Shortly after Sir Howard’s death in 2009, Lady Morrison followed through on her pledge to walk the New York City Marathon and has since competed in many long-distance events, both here and overseas. She recently joined Mariana, walking part of the Rotorua Marathon while her granddaughter ran the full course despite injury.
“She’s teaching me the fundamentals of fitness,” says Mariana. “She’s like my coach. Now we’ve got something more in common and it’s drawn us closer together.”

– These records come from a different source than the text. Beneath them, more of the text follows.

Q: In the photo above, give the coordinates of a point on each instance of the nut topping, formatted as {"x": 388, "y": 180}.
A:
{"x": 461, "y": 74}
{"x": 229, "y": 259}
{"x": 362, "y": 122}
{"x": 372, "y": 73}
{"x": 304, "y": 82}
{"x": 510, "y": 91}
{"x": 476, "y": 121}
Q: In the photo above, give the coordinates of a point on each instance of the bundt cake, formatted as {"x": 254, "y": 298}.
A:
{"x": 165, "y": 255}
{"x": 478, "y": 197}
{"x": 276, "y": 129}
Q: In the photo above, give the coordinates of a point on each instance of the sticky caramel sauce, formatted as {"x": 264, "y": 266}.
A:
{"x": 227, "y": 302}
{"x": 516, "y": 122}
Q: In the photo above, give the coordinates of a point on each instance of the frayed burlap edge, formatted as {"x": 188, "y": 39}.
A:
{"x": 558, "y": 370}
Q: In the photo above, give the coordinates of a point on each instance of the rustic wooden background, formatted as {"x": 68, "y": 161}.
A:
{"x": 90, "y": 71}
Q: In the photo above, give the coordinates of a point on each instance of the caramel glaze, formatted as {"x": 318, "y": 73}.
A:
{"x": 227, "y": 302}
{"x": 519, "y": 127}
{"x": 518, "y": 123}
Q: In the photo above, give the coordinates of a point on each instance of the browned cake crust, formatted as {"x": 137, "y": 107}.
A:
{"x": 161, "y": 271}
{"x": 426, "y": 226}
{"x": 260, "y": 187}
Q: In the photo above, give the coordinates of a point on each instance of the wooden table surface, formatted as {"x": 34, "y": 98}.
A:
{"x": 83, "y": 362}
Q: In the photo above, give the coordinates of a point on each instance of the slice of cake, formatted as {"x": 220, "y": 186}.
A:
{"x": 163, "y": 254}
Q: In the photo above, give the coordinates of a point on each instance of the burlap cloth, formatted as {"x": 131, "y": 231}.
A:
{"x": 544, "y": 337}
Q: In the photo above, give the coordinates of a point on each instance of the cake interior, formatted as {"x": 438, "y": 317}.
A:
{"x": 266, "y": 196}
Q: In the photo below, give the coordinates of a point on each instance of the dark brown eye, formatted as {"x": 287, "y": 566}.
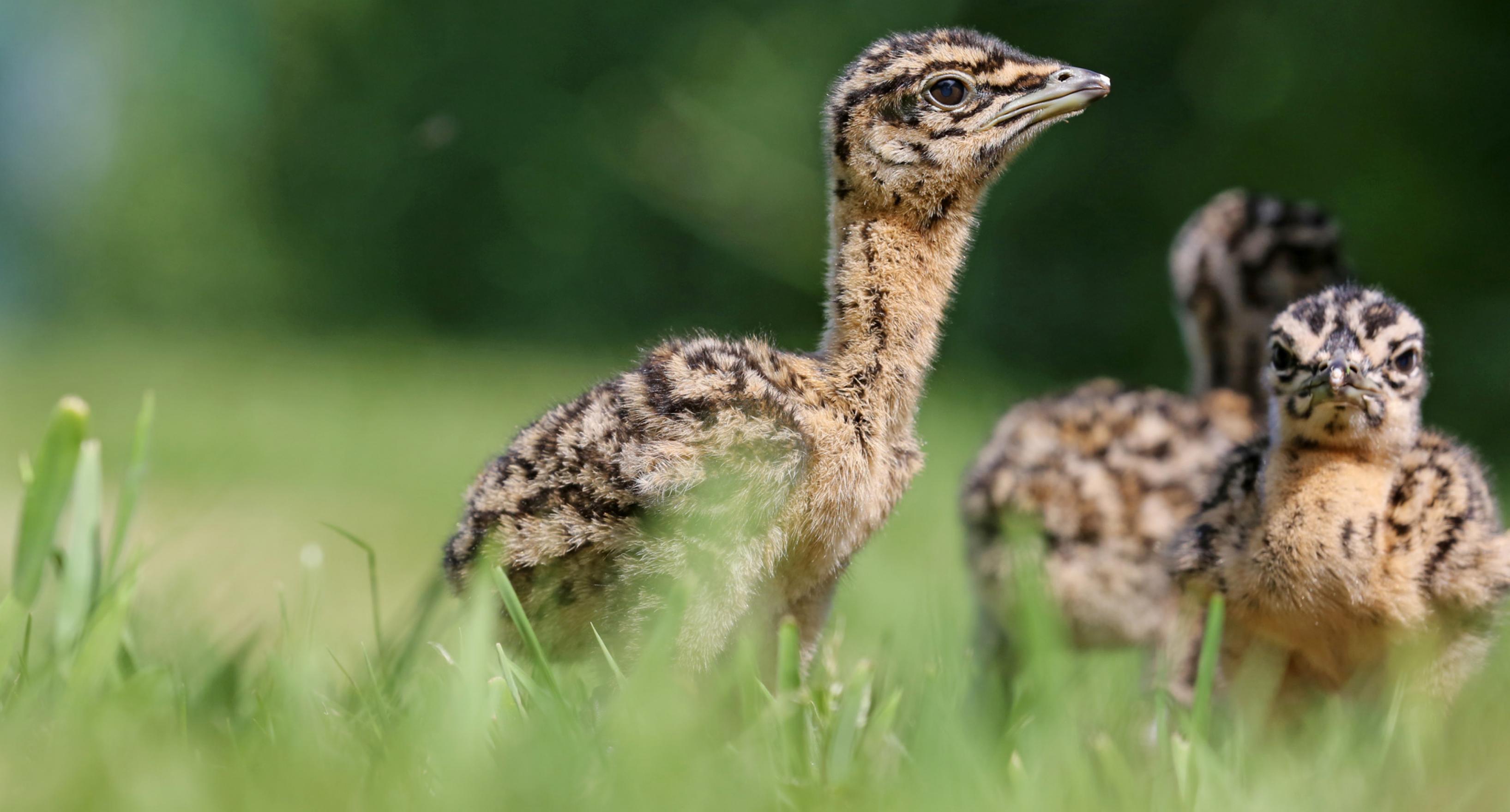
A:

Mariana, who spent five years in the navy and has also worked as a corrections officer, is new to long-distance running but no stranger to physical activity. She’s played touch and netball, and is a member of the family kapa haka team.
But when Lady Morrison brought her a brand new pair of running shoes last year, Mariana knew her nan had plans for her to try something new.
“I told her to run in the forest – it’s free,” Lady Morrison recalls. Despite her initial reluctance, Mariana rose to the challenge.
“I’ve always hated long- distance running, it’s never been my forte. But I remembered that moment when I saw my nan running in the marathon, and knew I could do it. I just had to adapt.”
Mariana’s very first event was Relay for Life, a fundraiser for cancer in March, in which she planned to run 100km. But a knee injury sustained during training forced her to pull out after 70km. She’s now training to compete in an ultramarathon in November, pending recovery.
Lady Morrison is impressed with Mariana’s tenacity, but thinks that she should take it a bit easier.
“Even horses have a rest,” she laughs. Mariana says her koro would be happy to know that Lady Morrison is inspiring one of their grandchildren to challenge themselves.
“It’s been five years since his passing, and we miss him dearly,” says Mariana. ”I think he’d be chuffed to know my grandmother and I are working together like this.”
Lady Morrison says she’s dealing with her loss by keeping herself busy – continuing to enter marathons, helping her mokopuna and travelling abroad to watch musicals, for which she has a passion.
“I’m my own boss, it’s a nice change,” she says.
Mariana has a four-year-old daughter, Kahurangi, and says it’s important for her to see the close inter-generational bond.
“I was inspired by my nan when I was a child, and I hope Kahurangi can be inspired too. She needs to have a role model, to see positive behaviours. Nan is a lot of things to me – she’s my rock and my best friend.”